Gary Goldstein (70), Physicist, Father of Eli Goldstein (Soulclap)
Did you like the party yesterday?
Yes, a lot, we went to bed around midnight but I realized the party was going on quite late.
Oh, so you couldn’t sleep because it was too loud?
I don’t like to sleep a lot. That’s what Eli and I have in common. Actually I am used to loud music. Eli and Charlie had their studio in our basement for a couple of years.
How would you explain the music of soulclap?
I don’t know what to call it. Dance music – it is! They seem to put together what is more standard techno, with some 80ies, 90ies rhythm and blues, long ago popular music. They’re mixing, that’s what they are doing. And the tempo seems a little more mellow than most of what you hear. They mix many different styles. Sometimes I hear a little Jazz, sometimes hip-hop, sometimes rock’n’roll but it all fits together in a very interesting way that is quite original. From what I can tell. So I like what they do.
What is your kind of music?
I like Jazz. When I was young, I was actually torn between science and being a musician. I wanted to be a jazz musician and I was playing the bass in several bands from High school through college and after graduation. It wasn’t easy to get bookings in places all over the US, it was not easy to be in a band that ran from place to place. And it was a different world when I was young. It was a bit seedy, there were a lot of drugs around. A jazz musician’s life is what kept me from becoming one. I didn’t see it as a world I wanted to be in. My friends, who tried to make a living out of it, struggled. It wasn’t easy. Which is why I am so pleased that Eli is doing so well.
Do you remember the moment when you realized that Eli could become a musician?
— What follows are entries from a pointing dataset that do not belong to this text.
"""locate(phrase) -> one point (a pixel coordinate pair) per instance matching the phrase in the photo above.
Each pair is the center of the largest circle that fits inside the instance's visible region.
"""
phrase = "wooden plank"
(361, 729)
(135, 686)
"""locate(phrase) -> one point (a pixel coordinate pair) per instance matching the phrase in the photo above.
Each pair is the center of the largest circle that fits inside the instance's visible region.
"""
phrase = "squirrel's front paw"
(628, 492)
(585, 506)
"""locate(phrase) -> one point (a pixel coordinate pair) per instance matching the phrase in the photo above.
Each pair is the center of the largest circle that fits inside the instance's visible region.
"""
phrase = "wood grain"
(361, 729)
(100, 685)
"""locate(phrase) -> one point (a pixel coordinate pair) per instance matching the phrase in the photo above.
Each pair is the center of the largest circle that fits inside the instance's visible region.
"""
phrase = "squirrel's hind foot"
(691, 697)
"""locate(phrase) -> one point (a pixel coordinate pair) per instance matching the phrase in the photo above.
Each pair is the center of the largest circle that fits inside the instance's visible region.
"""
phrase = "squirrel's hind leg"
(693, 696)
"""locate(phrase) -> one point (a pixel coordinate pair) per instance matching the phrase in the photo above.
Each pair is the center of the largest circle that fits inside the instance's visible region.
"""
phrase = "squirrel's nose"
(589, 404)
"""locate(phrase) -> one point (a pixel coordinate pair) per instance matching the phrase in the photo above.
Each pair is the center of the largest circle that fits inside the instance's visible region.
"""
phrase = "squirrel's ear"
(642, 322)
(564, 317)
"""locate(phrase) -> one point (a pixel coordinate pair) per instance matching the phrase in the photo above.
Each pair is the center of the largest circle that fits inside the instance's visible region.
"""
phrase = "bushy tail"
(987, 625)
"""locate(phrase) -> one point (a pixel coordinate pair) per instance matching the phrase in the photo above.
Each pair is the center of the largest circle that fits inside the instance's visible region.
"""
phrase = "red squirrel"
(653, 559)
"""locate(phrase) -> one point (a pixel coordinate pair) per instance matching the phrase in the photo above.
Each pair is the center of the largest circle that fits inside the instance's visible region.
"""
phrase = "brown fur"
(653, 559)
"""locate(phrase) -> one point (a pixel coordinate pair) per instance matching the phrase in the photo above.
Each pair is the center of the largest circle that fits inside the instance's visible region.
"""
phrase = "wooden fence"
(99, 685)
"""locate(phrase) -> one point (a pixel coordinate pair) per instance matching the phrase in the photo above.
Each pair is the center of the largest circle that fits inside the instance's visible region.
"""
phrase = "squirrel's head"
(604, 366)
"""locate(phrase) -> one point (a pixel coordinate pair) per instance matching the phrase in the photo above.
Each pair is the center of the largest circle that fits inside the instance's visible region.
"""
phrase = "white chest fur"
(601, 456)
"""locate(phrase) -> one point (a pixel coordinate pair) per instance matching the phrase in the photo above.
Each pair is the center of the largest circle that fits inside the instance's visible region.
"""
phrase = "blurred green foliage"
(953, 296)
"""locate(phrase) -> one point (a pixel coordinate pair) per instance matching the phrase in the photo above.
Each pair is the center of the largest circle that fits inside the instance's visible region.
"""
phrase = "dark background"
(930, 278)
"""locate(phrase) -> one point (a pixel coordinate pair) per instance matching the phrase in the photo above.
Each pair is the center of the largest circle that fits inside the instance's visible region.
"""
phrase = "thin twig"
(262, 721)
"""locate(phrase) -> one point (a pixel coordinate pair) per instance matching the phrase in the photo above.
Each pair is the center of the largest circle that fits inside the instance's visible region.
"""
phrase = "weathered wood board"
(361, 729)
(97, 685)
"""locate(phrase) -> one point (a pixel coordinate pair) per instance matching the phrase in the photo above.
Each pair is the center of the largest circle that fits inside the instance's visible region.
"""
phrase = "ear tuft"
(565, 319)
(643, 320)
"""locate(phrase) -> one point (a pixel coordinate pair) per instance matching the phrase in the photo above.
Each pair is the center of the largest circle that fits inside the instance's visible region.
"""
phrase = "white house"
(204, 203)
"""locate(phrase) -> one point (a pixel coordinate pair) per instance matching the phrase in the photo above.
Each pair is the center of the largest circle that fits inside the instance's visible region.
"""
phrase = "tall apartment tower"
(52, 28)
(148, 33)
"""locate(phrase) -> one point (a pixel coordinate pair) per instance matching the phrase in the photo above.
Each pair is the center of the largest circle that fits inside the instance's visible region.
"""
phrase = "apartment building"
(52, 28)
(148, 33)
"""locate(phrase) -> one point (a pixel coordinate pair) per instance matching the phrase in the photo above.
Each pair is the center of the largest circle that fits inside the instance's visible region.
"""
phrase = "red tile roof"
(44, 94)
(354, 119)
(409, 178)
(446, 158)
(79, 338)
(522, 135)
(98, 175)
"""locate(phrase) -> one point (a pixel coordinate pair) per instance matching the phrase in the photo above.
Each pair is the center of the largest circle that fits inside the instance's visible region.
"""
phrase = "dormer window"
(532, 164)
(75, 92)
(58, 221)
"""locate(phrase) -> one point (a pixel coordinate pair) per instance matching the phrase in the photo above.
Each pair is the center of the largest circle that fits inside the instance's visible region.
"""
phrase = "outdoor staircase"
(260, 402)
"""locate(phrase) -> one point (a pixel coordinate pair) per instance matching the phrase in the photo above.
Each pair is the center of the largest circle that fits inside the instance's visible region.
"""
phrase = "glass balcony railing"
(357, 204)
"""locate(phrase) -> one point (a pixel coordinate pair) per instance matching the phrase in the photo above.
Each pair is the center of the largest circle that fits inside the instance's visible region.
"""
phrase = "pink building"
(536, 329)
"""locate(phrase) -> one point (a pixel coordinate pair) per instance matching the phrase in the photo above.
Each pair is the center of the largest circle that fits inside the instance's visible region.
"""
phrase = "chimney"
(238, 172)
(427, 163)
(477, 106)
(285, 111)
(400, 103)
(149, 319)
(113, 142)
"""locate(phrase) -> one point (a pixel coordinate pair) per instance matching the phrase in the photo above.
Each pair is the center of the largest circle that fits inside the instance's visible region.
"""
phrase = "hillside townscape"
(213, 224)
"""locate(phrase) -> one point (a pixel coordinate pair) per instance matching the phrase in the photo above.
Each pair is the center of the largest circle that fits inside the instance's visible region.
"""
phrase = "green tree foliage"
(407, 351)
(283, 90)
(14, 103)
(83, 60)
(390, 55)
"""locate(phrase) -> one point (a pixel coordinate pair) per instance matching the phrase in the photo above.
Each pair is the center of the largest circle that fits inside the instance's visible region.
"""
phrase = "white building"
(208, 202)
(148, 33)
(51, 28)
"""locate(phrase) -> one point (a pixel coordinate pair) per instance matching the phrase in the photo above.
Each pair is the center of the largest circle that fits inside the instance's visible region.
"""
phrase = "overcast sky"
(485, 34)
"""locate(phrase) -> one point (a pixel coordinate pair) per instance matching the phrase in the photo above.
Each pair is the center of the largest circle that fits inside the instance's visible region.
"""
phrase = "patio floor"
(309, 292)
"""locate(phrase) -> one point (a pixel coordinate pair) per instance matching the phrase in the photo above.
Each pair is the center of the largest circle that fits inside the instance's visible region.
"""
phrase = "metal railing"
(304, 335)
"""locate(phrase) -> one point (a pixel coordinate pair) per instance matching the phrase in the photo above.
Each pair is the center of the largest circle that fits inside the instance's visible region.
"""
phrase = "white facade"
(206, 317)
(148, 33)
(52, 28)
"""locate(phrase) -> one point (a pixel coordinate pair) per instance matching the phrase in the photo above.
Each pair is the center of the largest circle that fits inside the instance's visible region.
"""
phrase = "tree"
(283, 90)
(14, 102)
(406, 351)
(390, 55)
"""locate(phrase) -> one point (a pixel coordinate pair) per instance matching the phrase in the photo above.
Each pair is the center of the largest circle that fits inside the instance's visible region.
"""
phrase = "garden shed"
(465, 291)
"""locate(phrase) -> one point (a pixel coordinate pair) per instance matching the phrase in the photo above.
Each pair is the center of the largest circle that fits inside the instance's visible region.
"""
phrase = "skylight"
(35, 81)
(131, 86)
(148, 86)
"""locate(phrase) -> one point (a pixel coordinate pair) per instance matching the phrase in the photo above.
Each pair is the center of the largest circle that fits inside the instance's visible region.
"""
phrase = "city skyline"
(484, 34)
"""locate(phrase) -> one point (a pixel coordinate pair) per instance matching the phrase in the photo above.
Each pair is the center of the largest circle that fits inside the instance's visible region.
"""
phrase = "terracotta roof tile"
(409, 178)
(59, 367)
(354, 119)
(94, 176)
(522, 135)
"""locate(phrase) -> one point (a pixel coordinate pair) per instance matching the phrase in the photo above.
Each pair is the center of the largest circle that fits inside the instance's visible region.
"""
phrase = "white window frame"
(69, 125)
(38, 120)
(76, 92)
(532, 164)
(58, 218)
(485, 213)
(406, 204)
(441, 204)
When he was eight or nine years old, he wanted to play the saxophone. So we arranged to get him saxophone lessons. We took him to the first lessons, he could barely hold the saxophone. It was obviously the same size. And the teacher showed Eli how to blow a note, and Eli managed to do it! And there came this sound and he was just so happy, he was beamed with excitement, lighted up with delight having produced a sound.
You became a physicist and you work in nuclear science. Do you see any positive side of nuclear technology?
Many of my physics colleagues think that nuclear power is the answer to global warming. It does not produce carbon dioxide, it doesn’t contribute to environmental warming but the problem with nuclear power is that it always produces radioactive waste. That’s part of the process and it has to be disposed or contained for thousands of years. There is no solution to that waste disposal problem. There are temporary solutions but nothing permanent. That’s why I think nuclear power cannot be useful. On top of that in the real world reactor safety is very difficult because it is very expensive. The reactors are run by profit making companies that will do whatever they can to increase their profit, which means they are very lax about safety regulations.
What was your main reason to become a physicist?
Understanding how things work, how the universe behaves. And that’s a very hard thing to do. What has interested me is how the smallest things work because it seems like – at that level – you should be able to understand the bases of all more complicated phenomena. Like people! Very complicated. Well, there are still a lot unanswered questions. Look, I am cutting a sausage right here and this sausage contains all kinds of chemicals and minerals held together by electrical forces. At the molecular and the atomical level there are just these electric forces that repel different components. So at some very fundamental level I understand this sausage. But why it tastes the way it does is another problem.
What have you seen of Berlin so far?
Me and my wife went to the party of ‚Wilde Renate’ to see Eli perform. We went there early with the DJ’s in a big limousine. Actually we didn’t see so much of Berlin. We spent most of the time waiting for Eli to wake up.